Valorisation
L’impact de la taille des copropriétés sur la valeur d’un syndic
Mis à jour le 24 juillet 2026
En bref
La densité du portefeuille, pas seulement le nombre d’immeubles
Pour un cabinet de syndic, deux portefeuilles au même chiffre d’affaires peuvent être structurés très différemment : beaucoup de petites copropriétés d’un côté, quelques grandes de l’autre. La taille moyenne des copropriétés gérées change la charge de travail, la structure de coûts et l’attractivité pour un repreneur. Elle ne remplace toutefois pas la méthode de référence, qui reste le multiple du CA HT récurrent.
De grandes copropriétés, denses en lots, permettent de mutualiser les coûts de gestion (comptabilité, assemblées, suivi technique) sur davantage de lots. À l’inverse, une multitude de très petites copropriétés peut alourdir la charge administrative sans proportion avec les honoraires perçus.
Le repère de marché pour le syndic
| Activité | Fourchette indicative | En multiple |
|---|---|---|
| Syndic de copropriété | 100 % à 120 % du CA HT | ×1,0 à ×1,2 |
Source : Viou & Gouron — « Combien vaut un cabinet immobilier aujourd’hui ? »

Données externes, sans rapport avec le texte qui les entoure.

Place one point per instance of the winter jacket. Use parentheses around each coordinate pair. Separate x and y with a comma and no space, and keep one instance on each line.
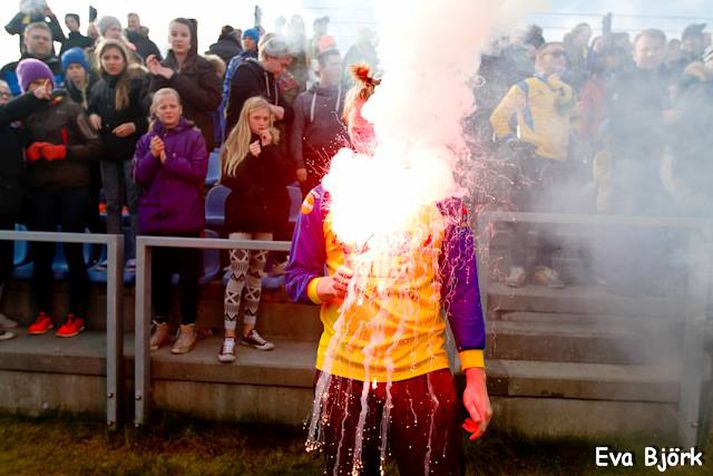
(11,161)
(9,74)
(251,79)
(226,47)
(317,129)
(172,197)
(199,88)
(258,190)
(102,102)
(61,121)
(76,39)
(142,42)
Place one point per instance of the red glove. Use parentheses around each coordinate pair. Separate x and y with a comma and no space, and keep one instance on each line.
(54,152)
(34,152)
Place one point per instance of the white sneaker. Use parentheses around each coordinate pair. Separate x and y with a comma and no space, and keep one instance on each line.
(227,351)
(7,323)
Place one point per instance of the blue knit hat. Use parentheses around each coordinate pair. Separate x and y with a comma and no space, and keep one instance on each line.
(29,70)
(74,56)
(252,33)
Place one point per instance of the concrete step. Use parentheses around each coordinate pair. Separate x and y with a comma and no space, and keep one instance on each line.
(596,300)
(610,339)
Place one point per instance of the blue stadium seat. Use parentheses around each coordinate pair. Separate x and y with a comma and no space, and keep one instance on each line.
(213,175)
(215,206)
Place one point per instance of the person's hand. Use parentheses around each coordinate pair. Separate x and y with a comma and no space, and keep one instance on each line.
(54,152)
(476,401)
(277,111)
(157,147)
(44,92)
(124,130)
(302,175)
(95,121)
(334,287)
(265,137)
(255,148)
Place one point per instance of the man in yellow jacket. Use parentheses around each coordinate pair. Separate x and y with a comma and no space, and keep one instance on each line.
(537,111)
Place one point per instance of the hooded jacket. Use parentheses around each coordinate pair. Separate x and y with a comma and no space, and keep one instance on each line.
(172,198)
(317,129)
(61,121)
(102,102)
(257,191)
(251,79)
(199,87)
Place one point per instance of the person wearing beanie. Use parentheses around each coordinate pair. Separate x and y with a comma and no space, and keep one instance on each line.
(38,45)
(250,38)
(75,39)
(58,177)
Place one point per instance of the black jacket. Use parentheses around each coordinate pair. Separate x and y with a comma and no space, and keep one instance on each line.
(251,79)
(11,161)
(199,87)
(102,102)
(258,192)
(62,122)
(76,39)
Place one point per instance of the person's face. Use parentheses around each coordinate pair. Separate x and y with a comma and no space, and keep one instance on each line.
(248,43)
(179,37)
(259,120)
(168,110)
(76,74)
(276,66)
(113,32)
(38,42)
(649,53)
(71,23)
(133,22)
(330,74)
(553,60)
(113,61)
(5,95)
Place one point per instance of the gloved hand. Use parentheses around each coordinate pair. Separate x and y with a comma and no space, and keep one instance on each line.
(54,152)
(34,152)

Une taille de portefeuille « idéale » citée pour le syndic
Dans l’administration de biens, le syndic est la seule activité pour laquelle une fourchette de taille « idéale » de portefeuille est citée : de 200 à 2 000 lots. Cet ordre de grandeur reflète la zone dans laquelle un portefeuille est à la fois assez dense pour mutualiser les coûts et assez maîtrisable pour rester de qualité. Il traduit l’attractivité d’un portefeuille pour un consolidateur, sans constituer un barème de prix.
La taille n’est pas un prix
Un portefeuille dense n’ouvre pas mécaniquement droit à une valorisation plus élevée. La taille et la structure des copropriétés renforcent l’attractivité auprès d’un acquéreur capable d’en tirer des synergies, mais ne remplacent jamais l’analyse du CA récurrent, de la rétention des contrats et de la rentabilité.
Ce qui compte autant que la taille
- La rétention des contrats de syndic : un faible taux de non-renouvellement sécurise le CA récurrent repris.
- La durée et l’échéancier des mandats en cours, qui conditionnent la visibilité sur les honoraires futurs.
- La rentabilité réelle (marge d’EBE) : un CA élevé mais peu rentable se valorise plus prudemment.
- L’état des copropriétés (travaux, impayés, contentieux) et la digitalisation de la gestion.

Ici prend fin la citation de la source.